The state Assembly passed Assembly Bill 3675-B, known as the “Green Light Bill,” that would allow illegal immigrants to obtain New York state driver’s licenses. A recent Siena Poll found that 61% of New Yorkers opposed driver’s licenses for illegal immigrants. Despite a large percentage of residents opposing the measure, the Green Light Bill passed the Assembly and is set to be voted on in the Senate.
“I don’t think people realize the repercussions this bill will create. The Green Light Bill is granting more privileges than just allowing illegal immigrants to drive a car. It is opening the door for voter fraud. Boards of elections will be forced to sort through applications of legal and illegal individuals who have registered to vote. Local Departments of Motor Vehicles will have to allocate taxpayer dollars towards additional labor costs to handle the influx of individuals receiving driver’s licenses,” said Byrnes. “As we reach the end of session, our taxpayers are seeing little return on investment. It’s necessary that we shift priorities to relieving the tax burdens of the middle class instead of making it easier for those who have broken the law.”
The driver’s licenses for illegal immigrants proposal originated in 2007 by former Gov. Eliot Spitzer. The proposal was highly opposed by both Democrats and Republicans. On April 8 of this year, Monroe County passed a memorializing letter in opposition of the Green Light Bill. Concerns were raised that the proposal goes against federal laws on immigration and will create additional incentives for individuals to enter our country illegally.

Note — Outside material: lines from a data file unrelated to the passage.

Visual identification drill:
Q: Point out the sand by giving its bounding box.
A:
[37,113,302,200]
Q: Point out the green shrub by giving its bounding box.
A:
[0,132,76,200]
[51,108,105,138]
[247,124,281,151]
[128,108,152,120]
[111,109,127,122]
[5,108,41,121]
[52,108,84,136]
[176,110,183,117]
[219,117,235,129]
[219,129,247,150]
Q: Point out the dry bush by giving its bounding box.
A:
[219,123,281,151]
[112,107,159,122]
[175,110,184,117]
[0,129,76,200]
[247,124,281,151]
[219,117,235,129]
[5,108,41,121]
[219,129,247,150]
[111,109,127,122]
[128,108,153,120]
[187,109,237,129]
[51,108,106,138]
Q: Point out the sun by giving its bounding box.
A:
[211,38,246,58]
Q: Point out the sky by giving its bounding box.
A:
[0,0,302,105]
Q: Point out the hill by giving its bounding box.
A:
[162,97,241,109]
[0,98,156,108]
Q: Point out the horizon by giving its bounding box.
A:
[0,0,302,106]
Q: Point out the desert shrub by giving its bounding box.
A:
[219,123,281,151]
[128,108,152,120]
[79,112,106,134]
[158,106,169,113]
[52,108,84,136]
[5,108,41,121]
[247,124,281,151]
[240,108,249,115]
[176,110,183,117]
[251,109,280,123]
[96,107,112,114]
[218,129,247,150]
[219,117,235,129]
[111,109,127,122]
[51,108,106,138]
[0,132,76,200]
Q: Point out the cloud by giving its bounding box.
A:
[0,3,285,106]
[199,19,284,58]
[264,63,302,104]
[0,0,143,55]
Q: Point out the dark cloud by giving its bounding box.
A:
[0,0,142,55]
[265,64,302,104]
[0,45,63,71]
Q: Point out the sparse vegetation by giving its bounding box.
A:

“As Monroe County Executive, I am disappointed to see the New York State Assembly vote “yes” on this misguided legislation to issue driver’s licenses to those who are here illegally. In 2007, when I served as Monroe County Clerk, I successfully rallied my fellow clerks on both sides of the aisle to stand up to Albany and stop this proposal before it was enacted in the first place. It was my hope that county clerks from across the state, particularly the Monroe County region, would use their platforms as elected leaders to stop this legislation again this year,” said Monroe County Executive Cheryl Dinolfo.